US biotech firm Moderna said Monday its vaccine should remain protective against key coronavirus variants while the unrelenting pandemic led to tightened border restrictions worldwide.
In the face of deepening fears over new virus strains, Moderna offered some good news from lab studies of the variants first identified in the United Kingdom and South Africa.
“We are encouraged by these new data, which reinforce our confidence that the Moderna Covid-19 vaccine should be protective against these newly detected variants,” said CEO Stephane Bancel.
However, out of caution, Moderna will carry out more tests adding a second booster of its vaccine—to make three shots in total.
The United Nations put out a grim reminder that the virus is also taking a huge toll on global jobs.
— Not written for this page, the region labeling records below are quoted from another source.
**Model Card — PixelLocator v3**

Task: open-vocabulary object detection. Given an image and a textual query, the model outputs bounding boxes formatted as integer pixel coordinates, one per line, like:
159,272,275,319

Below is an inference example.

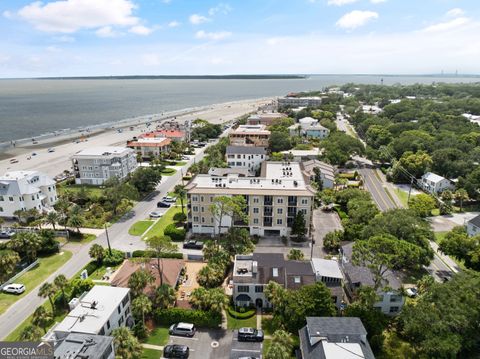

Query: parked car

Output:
238,328,263,342
168,323,196,338
157,201,171,208
0,229,15,239
163,344,190,359
183,240,203,249
3,283,25,294
150,211,162,218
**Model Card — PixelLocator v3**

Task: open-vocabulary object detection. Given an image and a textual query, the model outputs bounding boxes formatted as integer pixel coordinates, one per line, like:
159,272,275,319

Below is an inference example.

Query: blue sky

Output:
0,0,480,77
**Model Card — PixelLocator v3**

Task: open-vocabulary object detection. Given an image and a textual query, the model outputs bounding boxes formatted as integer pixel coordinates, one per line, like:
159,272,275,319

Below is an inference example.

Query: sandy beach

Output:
0,98,272,177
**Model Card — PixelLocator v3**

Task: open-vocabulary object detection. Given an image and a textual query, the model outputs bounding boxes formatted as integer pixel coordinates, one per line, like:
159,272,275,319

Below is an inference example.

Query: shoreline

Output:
0,97,275,160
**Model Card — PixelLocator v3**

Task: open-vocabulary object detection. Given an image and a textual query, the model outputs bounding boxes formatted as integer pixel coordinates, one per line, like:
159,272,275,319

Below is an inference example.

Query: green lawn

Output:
143,207,182,239
141,348,163,359
227,313,257,329
143,327,170,346
128,221,153,236
0,251,72,314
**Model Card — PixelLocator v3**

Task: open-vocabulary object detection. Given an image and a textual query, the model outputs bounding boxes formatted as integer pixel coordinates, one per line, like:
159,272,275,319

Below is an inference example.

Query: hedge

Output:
228,307,256,319
154,308,222,328
132,250,183,259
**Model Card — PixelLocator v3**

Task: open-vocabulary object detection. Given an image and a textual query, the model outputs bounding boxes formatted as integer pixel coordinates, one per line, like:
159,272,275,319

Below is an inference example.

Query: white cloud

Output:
18,0,139,33
195,30,232,40
328,0,358,6
95,26,119,37
445,7,465,17
167,21,181,27
128,25,154,36
423,17,470,32
208,3,232,16
336,10,378,30
188,14,210,25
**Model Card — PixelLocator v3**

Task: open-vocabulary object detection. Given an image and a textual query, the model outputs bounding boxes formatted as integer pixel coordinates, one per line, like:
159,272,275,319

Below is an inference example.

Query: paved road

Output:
0,132,227,339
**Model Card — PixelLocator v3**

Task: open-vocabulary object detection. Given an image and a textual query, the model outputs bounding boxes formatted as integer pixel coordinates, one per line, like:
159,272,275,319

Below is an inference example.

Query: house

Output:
298,317,375,359
302,159,335,188
311,258,344,309
72,146,137,185
277,96,322,108
419,172,455,194
280,147,322,162
186,161,315,240
54,333,115,359
111,258,185,296
127,137,172,159
232,253,315,308
340,243,405,315
0,171,58,217
467,215,480,237
49,285,134,340
228,125,270,147
225,146,268,174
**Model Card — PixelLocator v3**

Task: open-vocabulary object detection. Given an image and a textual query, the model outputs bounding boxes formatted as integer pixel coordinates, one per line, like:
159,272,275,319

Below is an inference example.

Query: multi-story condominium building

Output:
50,285,135,340
297,317,375,359
420,172,455,194
186,162,315,240
277,96,322,108
0,171,58,217
225,146,267,174
72,146,137,185
233,253,315,308
127,137,172,158
54,333,115,359
228,125,270,147
340,243,405,315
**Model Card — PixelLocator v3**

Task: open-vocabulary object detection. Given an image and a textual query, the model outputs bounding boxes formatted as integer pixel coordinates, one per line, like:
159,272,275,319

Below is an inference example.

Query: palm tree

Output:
112,327,143,359
128,269,155,297
38,282,57,312
19,325,43,342
45,211,60,231
153,284,176,309
174,184,187,213
32,305,53,334
132,294,152,325
454,188,468,212
53,274,68,308
88,243,105,265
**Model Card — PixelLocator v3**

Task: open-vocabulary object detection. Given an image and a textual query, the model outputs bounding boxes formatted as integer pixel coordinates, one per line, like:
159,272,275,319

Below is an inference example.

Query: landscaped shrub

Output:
103,249,125,267
155,308,222,328
132,250,183,259
163,223,187,241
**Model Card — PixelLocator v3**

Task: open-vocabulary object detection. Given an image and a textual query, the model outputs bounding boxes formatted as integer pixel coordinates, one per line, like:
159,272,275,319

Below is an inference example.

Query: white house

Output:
50,285,134,340
72,146,137,185
0,171,58,217
467,215,480,237
225,146,267,174
420,172,455,194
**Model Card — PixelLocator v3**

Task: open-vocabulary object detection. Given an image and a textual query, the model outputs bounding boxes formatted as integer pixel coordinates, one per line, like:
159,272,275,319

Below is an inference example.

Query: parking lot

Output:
168,329,233,359
227,330,263,359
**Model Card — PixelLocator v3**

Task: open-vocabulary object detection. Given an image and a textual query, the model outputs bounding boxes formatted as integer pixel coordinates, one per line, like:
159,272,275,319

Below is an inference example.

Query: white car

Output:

The UN’s International Labour Organization (ILO) said the losses were equivalent to 255 million full-time jobs, or “approximately four times greater than the number lost during the 2009 global financial crisis.”
“This has been the most severe crisis for the world of work since the Great Depression of the 1930s,” ILO chief Guy Ryder said, with a full 8.8 percent of global working hours lost in 2020, compared to the fourth quarter of 2019.
Also regarding the long-term economic impacts, anti-poverty group Oxfam said the emergency was aggravating inequality.
“The 1,000 richest people on the planet recouped their Covid-19 losses within just nine months, but it could take more than a decade for the world’s poorest to recover,” the group said.
It added that “the world’s 10 richest men have seen their combined wealth increase by half a trillion dollars since the pandemic began—more than enough to pay for a Covid-19 vaccine for everyone in the world”.
Deep concern
On global borders, the United States was to join France, Israel, Sweden and others in pulling up the drawbridge to certain arrivals, amid deep concern about new strains of the pathogen that originated in Britain and South Africa.
“It’s up to us to show that we are civic-minded,” Spaniard Claudio Barraza told AFP at Paris’s main international airport, after new rules on tests for arrivals came into force.
The European Commission on Monday urged tougher Covid-19 screening of travelers, calling on the 27 members states to impose pre-trip PCR tests for all those allowed into the European Union and quarantine on arrivals from zones where more-contagious virus variants were spreading.
In Washington, President Joe Biden was on Monday to reimpose a ban on most non-US citizens who have been in Britain, Brazil, Ireland and much of Europe, as well as adding South Africa to the list, a senior White House official said.
Biden last week tightened mask-wearing rules and ordered quarantine for people flying into the country, which on Sunday topped 25 million cases.
Since it emerged in late 2019, Covid-19 has killed more than 2.1 million people, with over 99 million cases registered, according to an AFP tally from official figures.
On Sunday, France started demanding a negative PCR test for arrivals by sea and air from EU neighbors.
Sweden said it would prohibit entry from neighboring Norway for three weeks, after cases of the more infectious British strain were detected in Oslo.
And in Israel, Prime Minister Benjamin Netanyahu said the country was “closing the skies hermetically, except for rare exceptions” to both arrivals and departures for a week.
‘Civil war’
But government action to curtail the virus’ spread can still face stiff opposition.
Dutch Prime Minister Mark Rutte condemned “criminal violence” on Monday after anti-curfew protesters went on the rampage.
Police arrested 250 people after using water cannon and tear gas during demonstrations in Amsterdam, Eindhoven and other towns on Sunday.
Eindhoven mayor John Jorritsma said that if the country continued “down this path, then I think we are heading for civil war”.
Scientists say the only way out of the pandemic is large-scale vaccinations, but the roll-out has stuttered in many places.
Egypt began its program, with a doctor and a nurse getting the Chinese-made Sinopharm jab.
Health Minister Hala Zayed said Cairo had inked deals for vaccine shipments from British, Chinese and Russian firms, for a total of around 100 million doses—enough for about half of Egypt’s population.
Australia’s medical regulator formally approved the Pfizer vaccine, with the first doses expected to be administered in late February, Prime Minister Scott Morrison said Monday.
But France’s Pasteur Institute said Monday it was ending development of a vaccine with US pharmaceutical company Merck after clinical trial results proved disappointing.